Shit Suprosanna, Zimmermann Judith, Ezhov Ivan, Paetzold Johannes C, Sanches Augusto F, Pirkl Carolin, Menze Bjoern H
Department of Informatics, Technical University of Munich, Munich, Germany.
Department of Quantitative Biomedicine, University of Zurich, Zurich, Switzerland.
Front Artif Intell. 2022 Aug 12;5:928181. doi: 10.3389/frai.2022.928181. eCollection 2022.

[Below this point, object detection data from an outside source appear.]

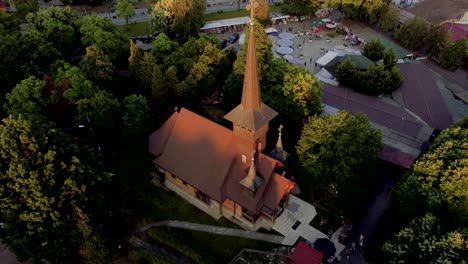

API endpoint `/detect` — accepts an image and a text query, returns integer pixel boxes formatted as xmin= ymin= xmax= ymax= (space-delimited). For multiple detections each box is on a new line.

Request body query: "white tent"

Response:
xmin=316 ymin=51 xmax=338 ymax=66
xmin=239 ymin=33 xmax=245 ymax=46
xmin=265 ymin=27 xmax=278 ymax=34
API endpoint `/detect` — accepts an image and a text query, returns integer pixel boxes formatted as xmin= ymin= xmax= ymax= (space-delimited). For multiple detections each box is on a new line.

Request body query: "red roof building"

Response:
xmin=286 ymin=240 xmax=323 ymax=264
xmin=442 ymin=22 xmax=468 ymax=41
xmin=149 ymin=1 xmax=295 ymax=229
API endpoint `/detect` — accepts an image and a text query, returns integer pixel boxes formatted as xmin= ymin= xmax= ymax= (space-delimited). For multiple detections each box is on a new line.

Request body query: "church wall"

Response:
xmin=233 ymin=123 xmax=268 ymax=153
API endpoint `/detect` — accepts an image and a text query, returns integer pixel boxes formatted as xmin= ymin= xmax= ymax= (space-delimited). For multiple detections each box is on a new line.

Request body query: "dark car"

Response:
xmin=229 ymin=33 xmax=239 ymax=43
xmin=219 ymin=39 xmax=227 ymax=49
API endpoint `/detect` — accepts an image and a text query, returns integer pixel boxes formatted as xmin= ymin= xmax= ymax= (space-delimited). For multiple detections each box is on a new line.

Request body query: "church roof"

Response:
xmin=149 ymin=108 xmax=294 ymax=212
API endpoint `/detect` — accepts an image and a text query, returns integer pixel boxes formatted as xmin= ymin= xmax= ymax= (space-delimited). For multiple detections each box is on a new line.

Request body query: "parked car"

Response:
xmin=229 ymin=33 xmax=239 ymax=43
xmin=219 ymin=39 xmax=227 ymax=49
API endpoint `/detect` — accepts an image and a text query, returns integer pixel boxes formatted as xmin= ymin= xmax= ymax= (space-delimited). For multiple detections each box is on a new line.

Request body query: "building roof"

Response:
xmin=224 ymin=12 xmax=278 ymax=131
xmin=149 ymin=108 xmax=294 ymax=212
xmin=323 ymin=55 xmax=375 ymax=74
xmin=398 ymin=63 xmax=453 ymax=129
xmin=287 ymin=240 xmax=323 ymax=264
xmin=398 ymin=9 xmax=416 ymax=24
xmin=406 ymin=0 xmax=468 ymax=24
xmin=442 ymin=22 xmax=468 ymax=41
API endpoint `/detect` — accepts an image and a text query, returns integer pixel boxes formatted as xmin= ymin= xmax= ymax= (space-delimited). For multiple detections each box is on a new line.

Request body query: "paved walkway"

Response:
xmin=139 ymin=220 xmax=287 ymax=245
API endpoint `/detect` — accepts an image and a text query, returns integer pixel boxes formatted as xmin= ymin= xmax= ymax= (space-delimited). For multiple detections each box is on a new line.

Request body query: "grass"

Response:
xmin=310 ymin=204 xmax=342 ymax=234
xmin=117 ymin=5 xmax=281 ymax=37
xmin=148 ymin=227 xmax=278 ymax=264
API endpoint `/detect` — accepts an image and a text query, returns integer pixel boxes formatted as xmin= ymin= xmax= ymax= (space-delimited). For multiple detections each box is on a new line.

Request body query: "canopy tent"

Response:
xmin=287 ymin=241 xmax=323 ymax=264
xmin=314 ymin=238 xmax=336 ymax=257
xmin=276 ymin=47 xmax=294 ymax=55
xmin=200 ymin=17 xmax=250 ymax=30
xmin=265 ymin=27 xmax=278 ymax=34
xmin=276 ymin=39 xmax=294 ymax=47
xmin=279 ymin=32 xmax=294 ymax=39
xmin=315 ymin=51 xmax=338 ymax=66
xmin=239 ymin=33 xmax=245 ymax=46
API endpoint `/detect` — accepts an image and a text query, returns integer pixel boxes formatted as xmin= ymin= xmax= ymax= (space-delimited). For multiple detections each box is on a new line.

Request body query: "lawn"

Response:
xmin=117 ymin=5 xmax=281 ymax=37
xmin=148 ymin=227 xmax=279 ymax=264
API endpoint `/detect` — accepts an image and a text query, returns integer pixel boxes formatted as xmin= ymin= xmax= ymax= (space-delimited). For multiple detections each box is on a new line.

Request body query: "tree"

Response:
xmin=80 ymin=46 xmax=114 ymax=82
xmin=0 ymin=115 xmax=112 ymax=263
xmin=281 ymin=0 xmax=319 ymax=16
xmin=383 ymin=47 xmax=397 ymax=71
xmin=122 ymin=94 xmax=149 ymax=136
xmin=151 ymin=33 xmax=178 ymax=62
xmin=255 ymin=0 xmax=270 ymax=24
xmin=234 ymin=18 xmax=273 ymax=78
xmin=117 ymin=0 xmax=136 ymax=25
xmin=379 ymin=8 xmax=400 ymax=31
xmin=10 ymin=0 xmax=39 ymax=19
xmin=0 ymin=30 xmax=60 ymax=89
xmin=79 ymin=14 xmax=130 ymax=62
xmin=151 ymin=0 xmax=205 ymax=41
xmin=0 ymin=12 xmax=20 ymax=36
xmin=77 ymin=91 xmax=120 ymax=132
xmin=394 ymin=118 xmax=468 ymax=223
xmin=383 ymin=214 xmax=468 ymax=264
xmin=362 ymin=39 xmax=385 ymax=61
xmin=4 ymin=76 xmax=50 ymax=121
xmin=427 ymin=24 xmax=449 ymax=58
xmin=296 ymin=112 xmax=383 ymax=191
xmin=440 ymin=39 xmax=468 ymax=71
xmin=261 ymin=59 xmax=322 ymax=121
xmin=335 ymin=58 xmax=361 ymax=87
xmin=26 ymin=6 xmax=78 ymax=55
xmin=394 ymin=17 xmax=429 ymax=51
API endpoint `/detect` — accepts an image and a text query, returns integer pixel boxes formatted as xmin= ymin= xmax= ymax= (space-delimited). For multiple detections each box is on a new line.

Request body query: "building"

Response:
xmin=149 ymin=4 xmax=295 ymax=230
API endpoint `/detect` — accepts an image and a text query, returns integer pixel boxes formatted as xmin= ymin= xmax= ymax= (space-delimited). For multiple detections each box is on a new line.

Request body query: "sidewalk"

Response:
xmin=139 ymin=220 xmax=286 ymax=245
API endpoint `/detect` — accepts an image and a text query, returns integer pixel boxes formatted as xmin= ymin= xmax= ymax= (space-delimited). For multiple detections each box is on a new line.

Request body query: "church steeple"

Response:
xmin=224 ymin=0 xmax=278 ymax=150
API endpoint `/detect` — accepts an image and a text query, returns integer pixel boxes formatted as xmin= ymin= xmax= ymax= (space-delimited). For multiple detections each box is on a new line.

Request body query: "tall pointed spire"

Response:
xmin=224 ymin=0 xmax=278 ymax=153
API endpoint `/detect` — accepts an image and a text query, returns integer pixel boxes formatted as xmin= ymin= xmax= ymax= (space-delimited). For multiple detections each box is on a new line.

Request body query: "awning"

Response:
xmin=316 ymin=51 xmax=338 ymax=66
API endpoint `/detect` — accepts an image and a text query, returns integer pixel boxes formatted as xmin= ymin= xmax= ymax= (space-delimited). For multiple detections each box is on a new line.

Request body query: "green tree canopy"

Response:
xmin=281 ymin=0 xmax=320 ymax=16
xmin=383 ymin=214 xmax=468 ymax=264
xmin=0 ymin=115 xmax=111 ymax=263
xmin=394 ymin=17 xmax=429 ymax=51
xmin=80 ymin=46 xmax=115 ymax=83
xmin=362 ymin=39 xmax=385 ymax=61
xmin=394 ymin=118 xmax=468 ymax=223
xmin=26 ymin=6 xmax=78 ymax=54
xmin=10 ymin=0 xmax=39 ymax=19
xmin=0 ymin=12 xmax=20 ymax=36
xmin=335 ymin=57 xmax=361 ymax=87
xmin=4 ymin=76 xmax=51 ymax=121
xmin=296 ymin=112 xmax=383 ymax=190
xmin=117 ymin=0 xmax=135 ymax=25
xmin=440 ymin=39 xmax=468 ymax=71
xmin=151 ymin=0 xmax=205 ymax=41
xmin=427 ymin=24 xmax=449 ymax=58
xmin=262 ymin=59 xmax=322 ymax=121
xmin=79 ymin=14 xmax=130 ymax=61
xmin=122 ymin=94 xmax=149 ymax=136
xmin=234 ymin=18 xmax=273 ymax=78
xmin=379 ymin=8 xmax=400 ymax=31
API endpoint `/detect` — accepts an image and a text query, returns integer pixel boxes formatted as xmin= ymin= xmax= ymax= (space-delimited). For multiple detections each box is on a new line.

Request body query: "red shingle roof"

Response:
xmin=149 ymin=108 xmax=294 ymax=213
xmin=442 ymin=22 xmax=468 ymax=41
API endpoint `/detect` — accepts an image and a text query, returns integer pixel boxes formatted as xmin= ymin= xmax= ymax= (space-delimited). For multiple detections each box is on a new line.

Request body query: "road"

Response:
xmin=91 ymin=0 xmax=282 ymax=25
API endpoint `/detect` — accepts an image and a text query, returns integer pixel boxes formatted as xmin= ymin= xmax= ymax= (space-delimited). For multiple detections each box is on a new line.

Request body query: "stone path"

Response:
xmin=139 ymin=220 xmax=284 ymax=245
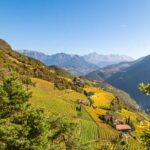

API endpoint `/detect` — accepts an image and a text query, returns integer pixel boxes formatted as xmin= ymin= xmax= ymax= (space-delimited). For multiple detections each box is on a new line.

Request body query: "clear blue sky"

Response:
xmin=0 ymin=0 xmax=150 ymax=58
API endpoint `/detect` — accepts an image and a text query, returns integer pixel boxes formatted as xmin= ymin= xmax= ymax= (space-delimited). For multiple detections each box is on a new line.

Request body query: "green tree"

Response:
xmin=139 ymin=83 xmax=150 ymax=150
xmin=138 ymin=83 xmax=150 ymax=95
xmin=0 ymin=75 xmax=48 ymax=150
xmin=141 ymin=128 xmax=150 ymax=150
xmin=49 ymin=115 xmax=88 ymax=150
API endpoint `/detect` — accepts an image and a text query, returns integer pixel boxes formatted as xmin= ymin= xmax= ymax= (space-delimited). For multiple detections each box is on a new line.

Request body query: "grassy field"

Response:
xmin=85 ymin=87 xmax=114 ymax=108
xmin=30 ymin=78 xmax=149 ymax=150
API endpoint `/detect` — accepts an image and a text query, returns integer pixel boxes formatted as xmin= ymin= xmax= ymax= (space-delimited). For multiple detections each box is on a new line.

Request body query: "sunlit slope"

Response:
xmin=31 ymin=78 xmax=86 ymax=117
xmin=85 ymin=87 xmax=115 ymax=109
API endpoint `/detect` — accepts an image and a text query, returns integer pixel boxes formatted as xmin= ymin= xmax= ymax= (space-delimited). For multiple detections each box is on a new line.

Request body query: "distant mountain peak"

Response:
xmin=83 ymin=52 xmax=134 ymax=67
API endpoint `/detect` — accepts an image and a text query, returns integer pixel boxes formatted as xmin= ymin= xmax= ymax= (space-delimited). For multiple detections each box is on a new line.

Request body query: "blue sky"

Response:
xmin=0 ymin=0 xmax=150 ymax=58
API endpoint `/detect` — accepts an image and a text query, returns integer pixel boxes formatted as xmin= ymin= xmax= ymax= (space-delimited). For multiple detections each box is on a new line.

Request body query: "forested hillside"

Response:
xmin=0 ymin=41 xmax=150 ymax=150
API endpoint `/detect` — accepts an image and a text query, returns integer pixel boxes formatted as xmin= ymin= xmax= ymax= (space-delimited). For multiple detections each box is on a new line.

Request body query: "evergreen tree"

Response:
xmin=0 ymin=75 xmax=48 ymax=150
xmin=139 ymin=83 xmax=150 ymax=150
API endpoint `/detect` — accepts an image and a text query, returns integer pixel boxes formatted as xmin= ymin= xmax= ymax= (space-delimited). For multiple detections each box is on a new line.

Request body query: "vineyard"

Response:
xmin=31 ymin=78 xmax=149 ymax=150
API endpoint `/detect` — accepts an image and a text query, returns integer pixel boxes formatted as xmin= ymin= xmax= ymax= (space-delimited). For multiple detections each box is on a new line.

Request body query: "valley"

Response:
xmin=0 ymin=39 xmax=150 ymax=150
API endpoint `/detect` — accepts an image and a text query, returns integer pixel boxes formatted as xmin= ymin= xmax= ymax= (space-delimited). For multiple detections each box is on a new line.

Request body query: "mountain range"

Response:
xmin=84 ymin=52 xmax=134 ymax=68
xmin=0 ymin=40 xmax=150 ymax=150
xmin=86 ymin=55 xmax=150 ymax=110
xmin=17 ymin=50 xmax=133 ymax=76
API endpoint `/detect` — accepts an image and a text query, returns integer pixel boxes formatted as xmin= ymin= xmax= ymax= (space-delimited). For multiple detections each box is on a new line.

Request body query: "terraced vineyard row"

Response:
xmin=80 ymin=107 xmax=99 ymax=143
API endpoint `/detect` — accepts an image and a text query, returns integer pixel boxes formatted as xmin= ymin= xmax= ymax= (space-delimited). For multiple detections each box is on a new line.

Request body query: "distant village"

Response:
xmin=76 ymin=91 xmax=134 ymax=137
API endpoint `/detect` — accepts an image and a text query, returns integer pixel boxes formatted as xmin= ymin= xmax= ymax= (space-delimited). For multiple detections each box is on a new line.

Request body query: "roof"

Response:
xmin=116 ymin=124 xmax=131 ymax=130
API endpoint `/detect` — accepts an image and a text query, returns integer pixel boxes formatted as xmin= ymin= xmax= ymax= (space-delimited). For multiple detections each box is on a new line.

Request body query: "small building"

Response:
xmin=99 ymin=114 xmax=112 ymax=122
xmin=84 ymin=91 xmax=95 ymax=97
xmin=78 ymin=100 xmax=88 ymax=106
xmin=116 ymin=124 xmax=131 ymax=132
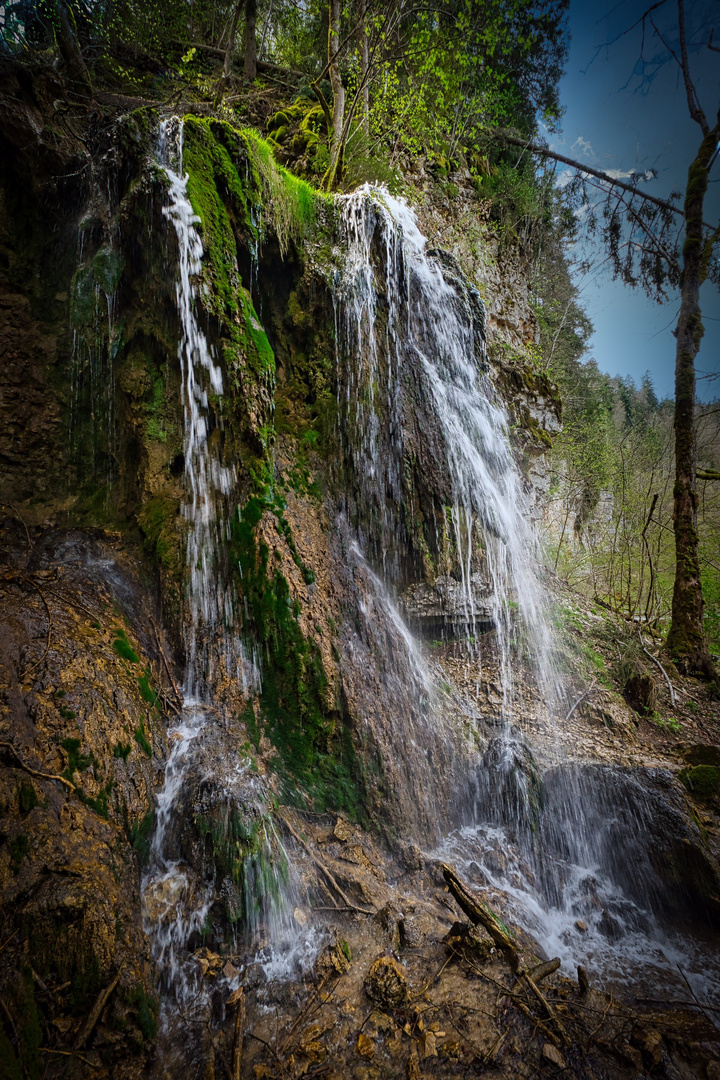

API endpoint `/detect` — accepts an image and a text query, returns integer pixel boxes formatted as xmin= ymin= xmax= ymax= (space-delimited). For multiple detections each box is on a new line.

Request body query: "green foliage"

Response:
xmin=231 ymin=496 xmax=359 ymax=813
xmin=680 ymin=765 xmax=720 ymax=799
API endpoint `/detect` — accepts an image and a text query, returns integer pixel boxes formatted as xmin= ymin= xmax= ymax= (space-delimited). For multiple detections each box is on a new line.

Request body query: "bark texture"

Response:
xmin=667 ymin=112 xmax=720 ymax=677
xmin=243 ymin=0 xmax=258 ymax=79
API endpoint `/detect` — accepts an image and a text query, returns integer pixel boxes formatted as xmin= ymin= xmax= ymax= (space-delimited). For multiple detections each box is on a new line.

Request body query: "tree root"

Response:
xmin=0 ymin=742 xmax=76 ymax=792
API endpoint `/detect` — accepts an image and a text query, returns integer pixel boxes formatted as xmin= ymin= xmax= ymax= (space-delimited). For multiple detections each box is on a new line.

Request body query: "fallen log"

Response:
xmin=443 ymin=863 xmax=518 ymax=962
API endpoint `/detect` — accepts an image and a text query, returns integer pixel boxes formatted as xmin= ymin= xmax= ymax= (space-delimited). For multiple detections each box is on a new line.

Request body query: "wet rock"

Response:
xmin=542 ymin=1042 xmax=567 ymax=1069
xmin=630 ymin=1027 xmax=663 ymax=1068
xmin=364 ymin=956 xmax=410 ymax=1010
xmin=624 ymin=674 xmax=657 ymax=716
xmin=355 ymin=1031 xmax=376 ymax=1058
xmin=332 ymin=818 xmax=355 ymax=843
xmin=443 ymin=922 xmax=495 ymax=963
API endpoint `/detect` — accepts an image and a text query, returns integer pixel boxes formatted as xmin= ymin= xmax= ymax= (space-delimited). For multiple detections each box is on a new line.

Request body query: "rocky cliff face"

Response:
xmin=0 ymin=68 xmax=718 ymax=1078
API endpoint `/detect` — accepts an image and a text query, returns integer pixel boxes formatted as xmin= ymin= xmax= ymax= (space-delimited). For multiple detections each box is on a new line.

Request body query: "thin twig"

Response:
xmin=677 ymin=963 xmax=716 ymax=1024
xmin=562 ymin=678 xmax=597 ymax=724
xmin=150 ymin=619 xmax=184 ymax=705
xmin=280 ymin=814 xmax=375 ymax=915
xmin=40 ymin=1047 xmax=101 ymax=1069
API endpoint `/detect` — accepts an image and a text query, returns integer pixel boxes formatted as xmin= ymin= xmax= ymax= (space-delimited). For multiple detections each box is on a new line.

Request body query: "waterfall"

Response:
xmin=334 ymin=186 xmax=712 ymax=990
xmin=335 ymin=186 xmax=558 ymax=721
xmin=144 ymin=120 xmax=302 ymax=1005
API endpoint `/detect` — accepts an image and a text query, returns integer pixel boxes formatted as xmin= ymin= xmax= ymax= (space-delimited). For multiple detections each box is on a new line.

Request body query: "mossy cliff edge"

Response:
xmin=0 ymin=68 xmax=716 ymax=1080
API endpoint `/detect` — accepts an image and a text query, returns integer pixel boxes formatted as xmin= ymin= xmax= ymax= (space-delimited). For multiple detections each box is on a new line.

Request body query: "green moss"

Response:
xmin=8 ymin=833 xmax=30 ymax=874
xmin=76 ymin=780 xmax=113 ymax=821
xmin=231 ymin=496 xmax=361 ymax=814
xmin=137 ymin=671 xmax=158 ymax=705
xmin=127 ymin=983 xmax=160 ymax=1042
xmin=137 ymin=496 xmax=182 ymax=580
xmin=93 ymin=247 xmax=123 ymax=296
xmin=11 ymin=966 xmax=43 ymax=1080
xmin=112 ymin=626 xmax=140 ymax=664
xmin=60 ymin=739 xmax=93 ymax=783
xmin=128 ymin=810 xmax=155 ymax=866
xmin=680 ymin=765 xmax=720 ymax=799
xmin=135 ymin=720 xmax=152 ymax=757
xmin=0 ymin=1027 xmax=24 ymax=1080
xmin=17 ymin=780 xmax=40 ymax=813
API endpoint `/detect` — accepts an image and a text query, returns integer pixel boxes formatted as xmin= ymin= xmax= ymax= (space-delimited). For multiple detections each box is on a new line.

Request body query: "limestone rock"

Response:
xmin=365 ymin=956 xmax=410 ymax=1010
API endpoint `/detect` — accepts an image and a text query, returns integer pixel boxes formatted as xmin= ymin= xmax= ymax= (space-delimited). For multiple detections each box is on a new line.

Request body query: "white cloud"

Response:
xmin=571 ymin=135 xmax=595 ymax=158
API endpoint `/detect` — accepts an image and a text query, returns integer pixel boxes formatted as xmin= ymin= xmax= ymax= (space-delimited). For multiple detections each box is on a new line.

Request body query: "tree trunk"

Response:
xmin=243 ymin=0 xmax=258 ymax=79
xmin=667 ymin=114 xmax=720 ymax=678
xmin=357 ymin=0 xmax=370 ymax=137
xmin=55 ymin=0 xmax=93 ymax=95
xmin=324 ymin=0 xmax=345 ymax=190
xmin=222 ymin=0 xmax=245 ymax=80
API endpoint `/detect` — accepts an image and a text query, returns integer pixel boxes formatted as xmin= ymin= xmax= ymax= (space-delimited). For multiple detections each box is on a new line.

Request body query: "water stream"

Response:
xmin=142 ymin=120 xmax=307 ymax=1010
xmin=144 ymin=145 xmax=709 ymax=1028
xmin=335 ymin=187 xmax=720 ymax=1002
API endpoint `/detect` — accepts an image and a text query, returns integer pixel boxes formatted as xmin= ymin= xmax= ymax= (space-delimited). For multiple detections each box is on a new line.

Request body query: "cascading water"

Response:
xmin=144 ymin=121 xmax=308 ymax=1019
xmin=334 ymin=187 xmax=720 ymax=1010
xmin=336 ymin=187 xmax=557 ymax=720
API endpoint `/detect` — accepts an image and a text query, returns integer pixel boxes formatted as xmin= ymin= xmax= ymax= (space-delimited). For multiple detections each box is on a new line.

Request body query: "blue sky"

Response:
xmin=548 ymin=0 xmax=720 ymax=401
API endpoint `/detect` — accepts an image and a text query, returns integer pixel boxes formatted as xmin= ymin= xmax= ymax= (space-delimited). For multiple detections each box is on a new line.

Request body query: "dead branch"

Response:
xmin=638 ymin=626 xmax=675 ymax=707
xmin=150 ymin=619 xmax=184 ymax=705
xmin=21 ymin=575 xmax=53 ymax=678
xmin=280 ymin=814 xmax=375 ymax=915
xmin=0 ymin=742 xmax=76 ymax=792
xmin=40 ymin=1047 xmax=101 ymax=1069
xmin=74 ymin=964 xmax=124 ymax=1051
xmin=441 ymin=863 xmax=517 ymax=960
xmin=520 ymin=972 xmax=570 ymax=1043
xmin=526 ymin=956 xmax=560 ymax=983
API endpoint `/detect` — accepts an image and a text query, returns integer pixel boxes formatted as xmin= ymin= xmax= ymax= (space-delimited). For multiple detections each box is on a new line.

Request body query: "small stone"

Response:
xmin=355 ymin=1031 xmax=375 ymax=1057
xmin=365 ymin=956 xmax=410 ymax=1010
xmin=419 ymin=1031 xmax=437 ymax=1057
xmin=542 ymin=1042 xmax=567 ymax=1069
xmin=293 ymin=907 xmax=308 ymax=927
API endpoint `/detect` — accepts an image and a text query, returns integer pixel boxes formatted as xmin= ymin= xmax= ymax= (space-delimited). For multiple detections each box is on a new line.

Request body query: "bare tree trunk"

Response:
xmin=243 ymin=0 xmax=258 ymax=79
xmin=667 ymin=112 xmax=720 ymax=677
xmin=222 ymin=0 xmax=245 ymax=80
xmin=55 ymin=0 xmax=93 ymax=94
xmin=357 ymin=0 xmax=370 ymax=138
xmin=326 ymin=0 xmax=345 ymax=189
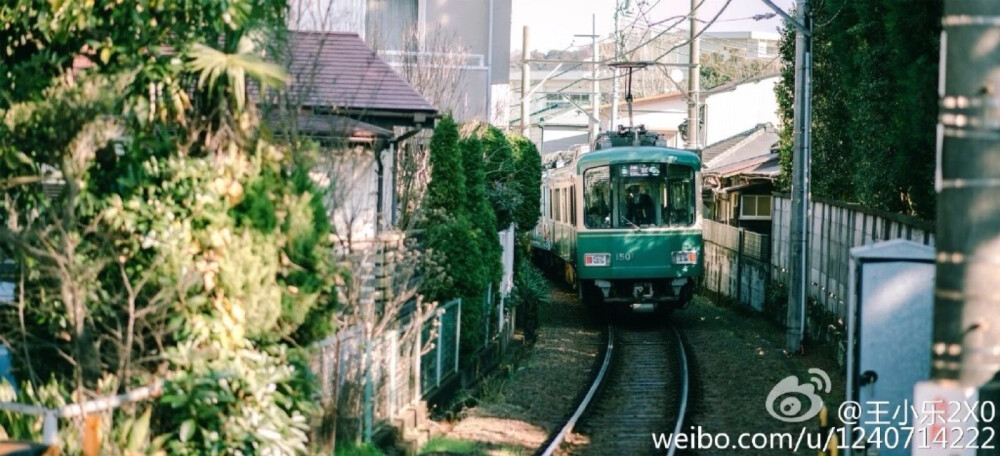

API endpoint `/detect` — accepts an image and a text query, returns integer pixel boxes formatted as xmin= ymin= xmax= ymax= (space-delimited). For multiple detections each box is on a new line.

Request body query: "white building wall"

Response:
xmin=705 ymin=76 xmax=779 ymax=144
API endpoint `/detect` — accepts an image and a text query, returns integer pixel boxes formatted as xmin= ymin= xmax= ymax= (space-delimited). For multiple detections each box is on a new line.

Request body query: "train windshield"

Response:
xmin=583 ymin=163 xmax=695 ymax=228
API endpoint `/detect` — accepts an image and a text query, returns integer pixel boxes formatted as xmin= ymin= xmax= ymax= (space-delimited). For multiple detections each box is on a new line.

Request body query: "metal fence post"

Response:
xmin=483 ymin=283 xmax=493 ymax=347
xmin=42 ymin=410 xmax=59 ymax=445
xmin=411 ymin=318 xmax=424 ymax=404
xmin=736 ymin=228 xmax=746 ymax=304
xmin=455 ymin=298 xmax=462 ymax=372
xmin=386 ymin=331 xmax=399 ymax=418
xmin=434 ymin=309 xmax=444 ymax=386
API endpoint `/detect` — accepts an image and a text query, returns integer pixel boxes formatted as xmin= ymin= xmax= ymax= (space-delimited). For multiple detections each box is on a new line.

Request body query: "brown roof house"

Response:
xmin=702 ymin=123 xmax=780 ymax=234
xmin=264 ymin=31 xmax=437 ymax=240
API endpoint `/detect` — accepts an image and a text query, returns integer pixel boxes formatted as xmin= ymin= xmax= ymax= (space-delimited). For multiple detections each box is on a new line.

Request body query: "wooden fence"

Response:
xmin=771 ymin=193 xmax=934 ymax=318
xmin=702 ymin=220 xmax=771 ymax=311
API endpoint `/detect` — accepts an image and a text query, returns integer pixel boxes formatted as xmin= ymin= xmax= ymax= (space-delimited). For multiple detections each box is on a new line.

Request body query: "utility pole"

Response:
xmin=687 ymin=0 xmax=701 ymax=150
xmin=588 ymin=14 xmax=601 ymax=147
xmin=608 ymin=0 xmax=621 ymax=131
xmin=521 ymin=25 xmax=541 ymax=137
xmin=931 ymin=0 xmax=1000 ymax=388
xmin=762 ymin=0 xmax=812 ymax=351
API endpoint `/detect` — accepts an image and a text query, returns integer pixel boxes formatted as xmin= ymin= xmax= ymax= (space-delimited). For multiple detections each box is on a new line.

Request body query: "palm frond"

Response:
xmin=188 ymin=36 xmax=288 ymax=110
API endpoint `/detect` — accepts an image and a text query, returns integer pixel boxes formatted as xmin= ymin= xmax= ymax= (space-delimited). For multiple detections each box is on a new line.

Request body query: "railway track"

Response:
xmin=538 ymin=324 xmax=688 ymax=456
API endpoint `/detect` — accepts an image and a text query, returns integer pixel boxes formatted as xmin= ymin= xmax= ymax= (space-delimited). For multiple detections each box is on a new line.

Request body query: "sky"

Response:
xmin=510 ymin=0 xmax=795 ymax=51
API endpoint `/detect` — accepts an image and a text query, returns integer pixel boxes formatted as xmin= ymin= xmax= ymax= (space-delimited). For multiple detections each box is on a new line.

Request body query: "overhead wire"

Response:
xmin=514 ymin=0 xmax=744 ymax=119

Exploiting 4D-flow magnetic resonance imaging (MRI) data to quantify hemodynamics requires an adequate spatio-temporal vector field resolution at a low noise level. To address this challenge, we provide a learned solution to super-resolve 4D-flow MRI data at a post-processing level. We propose a deep convolutional neural network (CNN) that learns the inter-scale relationship of the velocity vector map and leverages an efficient residual learning scheme to make it computationally feasible. A novel, direction-sensitive, and robust loss function is crucial to learning vector-field data. We present a detailed comparative study between the proposed super-resolution and the conventional cubic B-spline based vector-field super-resolution. Our method improves the peak-velocity to noise ratio of the flow field by 10 and 30% for cardiovascular and cerebrovascular data, respectively, for 4 × super-resolution over the state-of-the-art cubic B-spline. Significantly, our method offers 10x faster inference over the cubic B-spline. The proposed approach for super-resolution of 4D-flow data would potentially improve the subsequent calculation of hemodynamic quantities.
利用四维流磁共振成像(MRI)数据来量化血流动力学需要在低噪声水平下具备足够的时空矢量场分辨率。为应对这一挑战,我们提供了一种在后期处理层面超分辨四维流MRI数据的深度学习解决方案。我们提出了一种深度卷积神经网络(CNN),它能学习速度矢量图的尺度间关系,并利用高效的残差学习方案使其在计算上可行。一种新颖、方向敏感且鲁棒的损失函数对于学习矢量场数据至关重要。我们对所提出的超分辨率方法与传统的基于三次B样条的矢量场超分辨率方法进行了详细的对比研究。对于心血管和脑血管数据,我们的方法在进行4倍超分辨率时,相较于最先进的三次B样条方法,分别将流场的峰值速度与噪声比提高了10%和30%。值得注意的是,我们的方法推理速度比三次B样条方法快10倍。所提出的四维流数据超分辨率方法可能会改善后续血流动力学量的计算。